Die „Nationale Sicherheitsstrategie“ und Europa
Mit seiner „Nationalen Sicherheitsstrategie“ hat Trump
definiert, dass er von Europas Regierungen eine viel weitergehende
Unterwerfung verlangt. Auf Davos folgte die Münchner Sicherheitskonferenz (13. – 16.2.2026) unter dem Titel: „Under Destruction“.
In dem Bericht der Konferenz ist zu lesen:
„Die Welt ist in eine Phase der Politik mit der
Abrissbirne eingetreten“. Auf der Tagesordnung
von Trump und der Big-Tech-Bosse steht die
gewaltsame Zerschlagung aller bisherigen politischen
und sozialen Strukturen.
Viel hat Trump schon erreicht, die Aufrüstung
wird nach seinen Vorgaben hochgeschraubt;
sein „Friedensplan“ für Gaza wird akzeptiert; ebenso der
Griff nach Grönland und vor allem brutale „Regime Changes“
wie die Militär-Intervention in Venezuela, der jetzige
Kriegsschlag gegen den Iran, der zu einem globalen Weltbrand
zu werden droht.
Die Regierung unter Merz, unterstützt von allen etablierten
Parteien, einschließlich AfD, bewähren sich als Vasallen
der Trump-Regierung.
Eine Regierung, die Deutschlands Souveränität verteidigen
will, könnte das mit einfachen Entscheidungen beweisen:
Sofortiger Abzug der US – Mittelstrecken-Raketen in
Deutschland, die atomar bestückt weit nach Russland
reichen, sowie Deutschland zum vorrangigen Kriegsziel
der russischen Atomraketen machen und die Ausweitung
zum 3. Weltkrieg fördern. Sie müsste für den Abzug der
US-Truppen und der US-Militärbasen kämpfen.
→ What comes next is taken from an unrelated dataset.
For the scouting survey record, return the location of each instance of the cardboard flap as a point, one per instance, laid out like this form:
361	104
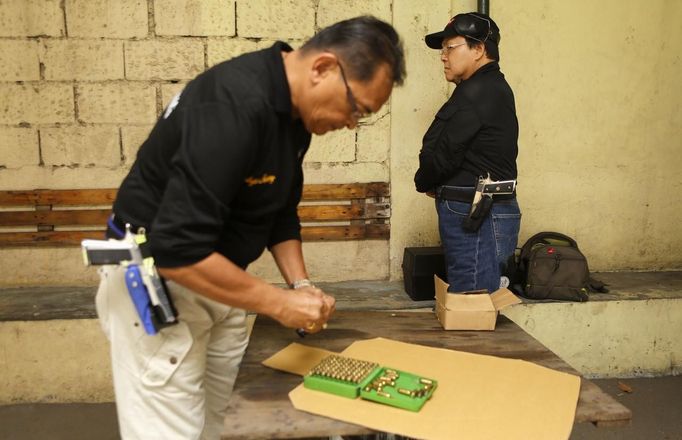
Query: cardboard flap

Für diese Forderungen gibt es eine starke Mobilisierung in
Deutschland, die auch weiterhin den diesjährigen Ostermarsch
bestimmen wird.
„Wir müssen Alarm schlagen“
Am 4. Oktober 2025 versammelten sich 150 Delegierte
aus 20 Ländern Europas, den Vereinigten Staaten und
Palästina in Paris auf der Antikriegskonferenz; und am
folgenden Tag 4000 auf der internationalen Antikriegskundgebung
– auf der Grundlage des Aufrufs „Kein Cent,
keine Waffe, kein Leben für den Krieg!“
Sie waren Ausdruck des Widerstands und Kampfs der
Arbeiterklasse in allen Ländern gegen den Krieg, gegen
den sozialen Krieg, den die Regierungen im Interesse des
Finanzkapitals führen, gegen den Völkermord in Gaza.
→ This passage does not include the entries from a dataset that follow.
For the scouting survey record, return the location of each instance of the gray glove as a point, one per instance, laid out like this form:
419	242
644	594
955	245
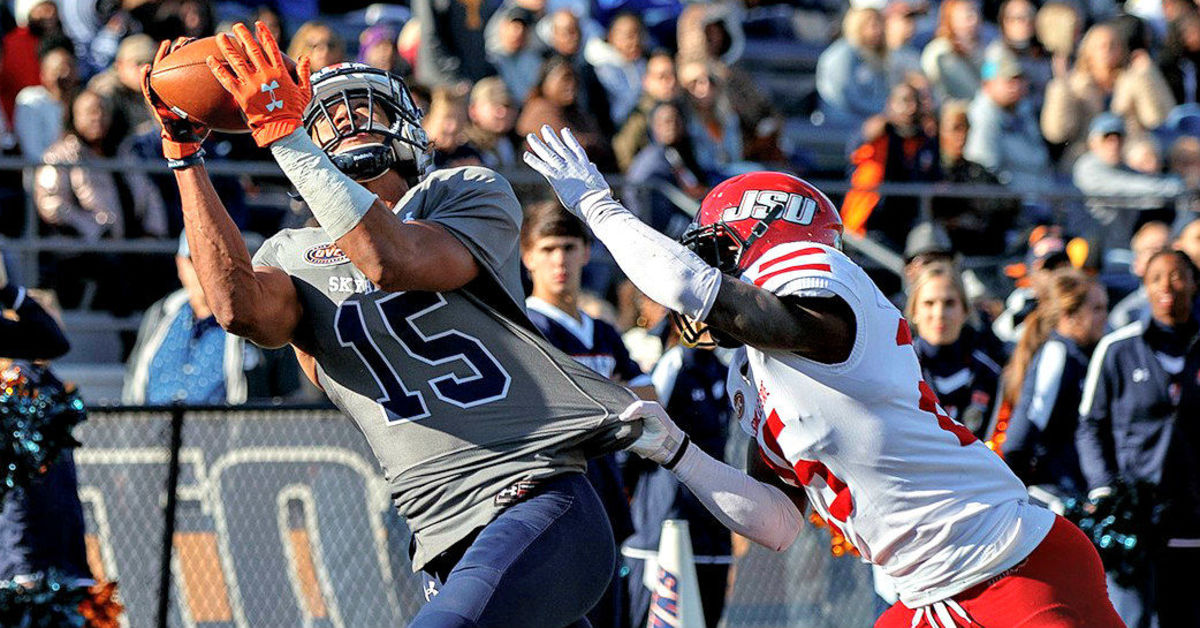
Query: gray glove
661	440
565	165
Der politische Erfolg dieser Konferenz hat zu der Entscheidung
geführt, am 20. Juni 2026 erneut zu einer internationalen
Kundgebung in London aufzurufen.
Die Antikriegskonferenz in London trägt dazu bei, „ein
internationales Netzwerk aufzubauen, das sich für den
Frieden einsetzt, sich gegen das wiederbelebte imperialistische
Projekt der USA stellt (…) Wir wollen Frieden. Wir
sagen Nein zu Aufrüstung, Nein zur Kriegsdienstpflicht
und Ja zu gut finanzierten Gesundheits-, Bildungs- und
öffentlichen Dienstleistungen, menschenwürdigen Arbeitsplätzen
und höheren Löhnen“, heißt es in dem Aufruf für
die Internationale Konferenz in London am 20. Juni.